/CITlabModule

Module to implement Interfaces in Transkribus with technology of CITlab

Primary LanguageJavaOtherNOASSERTION

CITlabModule

This project makes it possible to use the Handwriting Text Recognition (HRT) and the Layout Analysis (LA) from URO/CITlab and Planet i.s. in Transkribus fulfilling the interfaces of TranskribusInterfaces

Building

git clone https://github.com/Transkribus/CITlabModule.git
cd CITlabModule
mvn install

Requirements

general

  • java 1.8 or higher
  • planet_jar.jar of planet.de (not open available) containing basic libraries

for LA

  • OpenCV 3.10

for advanced LA

  • OpenCV 3.10
  • GCOC (see below)
  • tensorflow (see below)

for advanced HTR

  • tensorflow (see below)

Building GCOC dependencies for advanced LA

  • Ask for the GCOC.tar.gz
tar -xf GCOC.tar.gz
cd GCOC
cmake .
make install

The installation will create HOME/lib and HOME/include (if not existing), we are just interested in the lib file from HOME/lib in case of Linux, it is called libgcoj.so Put this lib somewhere java can find it (LD_LIBRARY_PATH).
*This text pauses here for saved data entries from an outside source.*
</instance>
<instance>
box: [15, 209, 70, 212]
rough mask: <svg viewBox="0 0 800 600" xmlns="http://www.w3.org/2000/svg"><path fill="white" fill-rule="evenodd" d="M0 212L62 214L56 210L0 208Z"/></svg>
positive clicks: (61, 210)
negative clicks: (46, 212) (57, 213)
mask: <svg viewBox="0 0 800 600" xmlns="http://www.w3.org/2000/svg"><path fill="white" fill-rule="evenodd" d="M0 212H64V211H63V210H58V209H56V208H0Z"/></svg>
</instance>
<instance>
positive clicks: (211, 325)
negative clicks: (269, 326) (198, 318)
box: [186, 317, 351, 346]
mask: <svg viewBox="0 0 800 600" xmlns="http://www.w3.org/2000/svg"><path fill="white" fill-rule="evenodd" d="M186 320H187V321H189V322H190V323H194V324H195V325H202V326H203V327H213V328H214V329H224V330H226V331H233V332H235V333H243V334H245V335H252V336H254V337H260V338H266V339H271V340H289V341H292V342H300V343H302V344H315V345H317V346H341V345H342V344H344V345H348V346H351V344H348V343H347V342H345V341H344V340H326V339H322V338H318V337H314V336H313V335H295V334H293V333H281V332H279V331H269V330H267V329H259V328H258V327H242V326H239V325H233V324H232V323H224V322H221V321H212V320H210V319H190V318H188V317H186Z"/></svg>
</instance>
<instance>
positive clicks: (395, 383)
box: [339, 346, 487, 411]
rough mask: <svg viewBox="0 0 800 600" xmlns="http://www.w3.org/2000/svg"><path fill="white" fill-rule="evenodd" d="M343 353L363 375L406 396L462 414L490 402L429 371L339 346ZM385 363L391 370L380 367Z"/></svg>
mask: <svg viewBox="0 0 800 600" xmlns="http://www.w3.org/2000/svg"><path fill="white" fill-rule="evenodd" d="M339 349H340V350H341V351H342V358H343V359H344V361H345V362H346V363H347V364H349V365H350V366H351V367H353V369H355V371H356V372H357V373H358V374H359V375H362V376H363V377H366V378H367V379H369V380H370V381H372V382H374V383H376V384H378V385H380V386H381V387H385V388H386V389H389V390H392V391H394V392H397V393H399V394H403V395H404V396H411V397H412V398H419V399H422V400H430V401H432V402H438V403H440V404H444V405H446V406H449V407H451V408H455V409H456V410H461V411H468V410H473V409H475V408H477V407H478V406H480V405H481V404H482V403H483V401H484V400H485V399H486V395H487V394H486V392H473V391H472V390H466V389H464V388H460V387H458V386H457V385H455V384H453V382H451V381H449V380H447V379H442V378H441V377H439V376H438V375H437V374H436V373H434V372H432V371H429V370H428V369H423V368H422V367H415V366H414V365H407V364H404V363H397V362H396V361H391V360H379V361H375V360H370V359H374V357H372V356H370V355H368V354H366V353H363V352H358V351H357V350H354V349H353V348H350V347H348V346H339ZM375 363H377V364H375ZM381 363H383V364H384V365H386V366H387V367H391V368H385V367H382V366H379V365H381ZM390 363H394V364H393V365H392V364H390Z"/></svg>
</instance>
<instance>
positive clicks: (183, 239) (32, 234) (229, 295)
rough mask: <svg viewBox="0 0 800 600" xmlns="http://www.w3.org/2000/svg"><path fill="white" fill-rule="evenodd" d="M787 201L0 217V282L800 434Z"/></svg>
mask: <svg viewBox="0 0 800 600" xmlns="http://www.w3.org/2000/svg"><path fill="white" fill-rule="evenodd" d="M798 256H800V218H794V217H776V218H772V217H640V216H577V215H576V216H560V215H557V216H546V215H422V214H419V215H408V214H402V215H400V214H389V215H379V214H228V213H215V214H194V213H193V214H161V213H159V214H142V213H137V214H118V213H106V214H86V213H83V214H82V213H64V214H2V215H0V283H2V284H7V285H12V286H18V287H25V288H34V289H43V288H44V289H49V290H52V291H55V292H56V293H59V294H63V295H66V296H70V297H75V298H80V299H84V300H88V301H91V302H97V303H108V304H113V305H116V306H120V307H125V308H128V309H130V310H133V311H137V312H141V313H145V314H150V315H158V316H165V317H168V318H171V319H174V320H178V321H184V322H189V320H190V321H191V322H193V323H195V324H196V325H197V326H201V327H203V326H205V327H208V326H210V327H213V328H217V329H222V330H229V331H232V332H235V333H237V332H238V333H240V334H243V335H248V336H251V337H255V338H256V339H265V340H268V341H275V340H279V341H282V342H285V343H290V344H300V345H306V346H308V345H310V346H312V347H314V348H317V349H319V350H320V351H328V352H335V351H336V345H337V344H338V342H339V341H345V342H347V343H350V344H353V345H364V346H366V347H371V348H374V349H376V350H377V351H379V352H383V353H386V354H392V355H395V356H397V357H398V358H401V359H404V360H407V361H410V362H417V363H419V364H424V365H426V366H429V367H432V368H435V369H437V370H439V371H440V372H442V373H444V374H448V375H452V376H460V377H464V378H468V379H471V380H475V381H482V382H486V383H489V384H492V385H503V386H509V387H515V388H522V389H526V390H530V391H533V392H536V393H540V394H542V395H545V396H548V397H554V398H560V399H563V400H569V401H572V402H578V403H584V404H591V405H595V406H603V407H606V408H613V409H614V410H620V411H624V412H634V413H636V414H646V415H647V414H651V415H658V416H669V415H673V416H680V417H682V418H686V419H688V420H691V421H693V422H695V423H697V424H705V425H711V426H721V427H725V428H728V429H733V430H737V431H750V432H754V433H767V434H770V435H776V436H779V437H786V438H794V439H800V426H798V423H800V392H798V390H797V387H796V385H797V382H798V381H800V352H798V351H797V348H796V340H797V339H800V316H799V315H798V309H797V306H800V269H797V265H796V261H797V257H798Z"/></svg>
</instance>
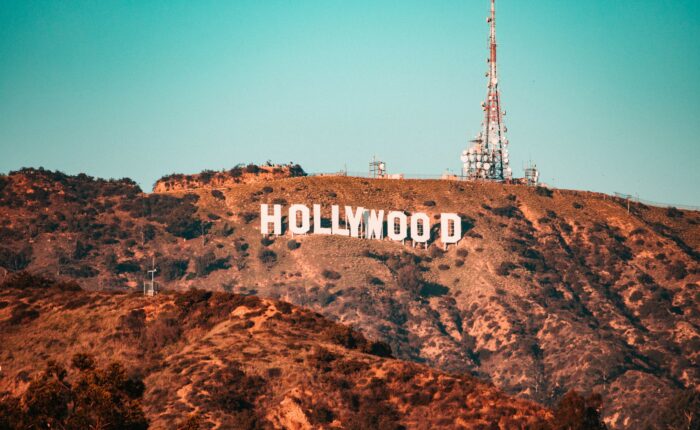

To add the JNI-Wrapper to your local Maven-Repo, follow:

cd JAVA
sh jar2mvnrepo.sh

Build tensorflow dependencies for advanced LA and HTR:

  • the dependency to tensorflow needs a c-lib (an *.so-file)
  • the library can be found at https://ci.tensorflow.org/view/Release/job/release-libtensorflow/TYPE=cpu-slave/
  • this library should match the version of the java dependency (1.3.0)
  • download the library and put the lib somewhere java can find it (LD_LIBRARY_PATH)
  • Note that compiling tensorflow on your device can make tensorflow running faster - especially if it can use gpu devices.